Emily Floyd
Born in Melbourne, Australia, in 1972.
She lives and works in Sydney, Australia.
Not long after Emily Floyd earned her BFA degree in sculpture from the Royal Melbourne Institute of Technology in 1999, her work began to receive worldwide exposure. Her work takes shape at the intersections where sculpture meets public space and design collides with social crisis. It embraces elements of expanded sculpture and a range of print media and typographic artifacts, including the poster and the manifesto. Floyd renegotiates the possibility of public address, critically engaging an increasingly diverse and unpredictable viewership in debate. The topics of that exchange range from such urgencies as labor conditions in a world where work has become increasingly immaterialized, the traumas of migration at a time when exile is the norm, and the imperative of self-organization as unprecedented and improvised forms of community emerge across the globe. Indeed, Floyd’s work gestures toward new forms of sociality, for which the artwork can serve both as provocation and as venue. Her project for the 56th Biennale di Venezia, Labour Garden, is an example of that theme.

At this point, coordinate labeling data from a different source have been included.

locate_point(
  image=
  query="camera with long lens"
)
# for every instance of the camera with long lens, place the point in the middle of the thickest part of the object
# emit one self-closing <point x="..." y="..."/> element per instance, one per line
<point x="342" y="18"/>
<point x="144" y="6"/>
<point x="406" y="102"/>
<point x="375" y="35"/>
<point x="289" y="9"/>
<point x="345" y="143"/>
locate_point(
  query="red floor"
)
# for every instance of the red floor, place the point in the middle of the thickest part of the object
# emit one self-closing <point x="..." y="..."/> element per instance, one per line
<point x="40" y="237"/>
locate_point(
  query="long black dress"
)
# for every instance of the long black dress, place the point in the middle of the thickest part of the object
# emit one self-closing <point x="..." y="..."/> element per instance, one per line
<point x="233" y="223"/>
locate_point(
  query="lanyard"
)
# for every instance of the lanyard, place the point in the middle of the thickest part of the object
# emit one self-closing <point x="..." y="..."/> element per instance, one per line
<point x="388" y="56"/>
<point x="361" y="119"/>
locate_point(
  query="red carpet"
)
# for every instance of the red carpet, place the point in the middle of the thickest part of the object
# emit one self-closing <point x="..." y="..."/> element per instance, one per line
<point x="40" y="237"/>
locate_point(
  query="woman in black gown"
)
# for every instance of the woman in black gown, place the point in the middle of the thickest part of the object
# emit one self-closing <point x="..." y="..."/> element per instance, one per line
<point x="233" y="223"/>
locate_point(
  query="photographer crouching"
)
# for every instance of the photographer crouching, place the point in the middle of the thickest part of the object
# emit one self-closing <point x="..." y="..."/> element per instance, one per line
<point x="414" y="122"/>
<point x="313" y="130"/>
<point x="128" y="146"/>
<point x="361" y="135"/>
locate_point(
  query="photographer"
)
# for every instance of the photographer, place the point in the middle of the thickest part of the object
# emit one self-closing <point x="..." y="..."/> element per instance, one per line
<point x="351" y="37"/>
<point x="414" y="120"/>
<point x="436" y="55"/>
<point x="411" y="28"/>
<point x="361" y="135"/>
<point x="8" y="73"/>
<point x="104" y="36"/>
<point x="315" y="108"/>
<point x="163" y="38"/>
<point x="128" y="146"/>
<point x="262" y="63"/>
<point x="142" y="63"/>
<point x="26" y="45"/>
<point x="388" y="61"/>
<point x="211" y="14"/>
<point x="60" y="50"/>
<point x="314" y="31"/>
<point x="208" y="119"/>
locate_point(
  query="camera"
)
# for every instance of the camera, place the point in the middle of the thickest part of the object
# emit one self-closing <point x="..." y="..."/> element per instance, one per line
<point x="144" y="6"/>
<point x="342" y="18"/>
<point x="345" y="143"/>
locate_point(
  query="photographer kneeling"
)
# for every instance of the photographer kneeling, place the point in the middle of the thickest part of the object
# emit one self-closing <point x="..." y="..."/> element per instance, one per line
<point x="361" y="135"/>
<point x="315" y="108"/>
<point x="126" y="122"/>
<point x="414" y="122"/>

Its title pitches two opposites together: on the one hand it signals a space of exertion and effort, often under exploitative conditions, while on the other it marks a space of leisure, the earthly image of paradise, the hortus conclusus. Might the title incarnate a paradox?
Floyd’s Labour Garden is a social sculpture, a modular assemblage shaped in metal, its elements covered in bright automobile paint and spelling the words “CONCRETE LA BOUR.” These elements are closed on one side, open on the other, and can be arranged to form variable combinations of shelves, carrels, and seating areas. On the shelves, we find stacked a collection of books, pamphlets, journals, and PDFs documenting everyday life in the epoch of vampire capital. This library includes studies in the political economy of globalization, dossiers on labor law, inquiries into mobility and grassroots cosmopolitanism, reflections on precarity and immaterialized labor. The seeming paradox in the title Labour Garden might be resolved if we were to regard this work as the staging of a productive pause between theoretical preparation and activist commitment.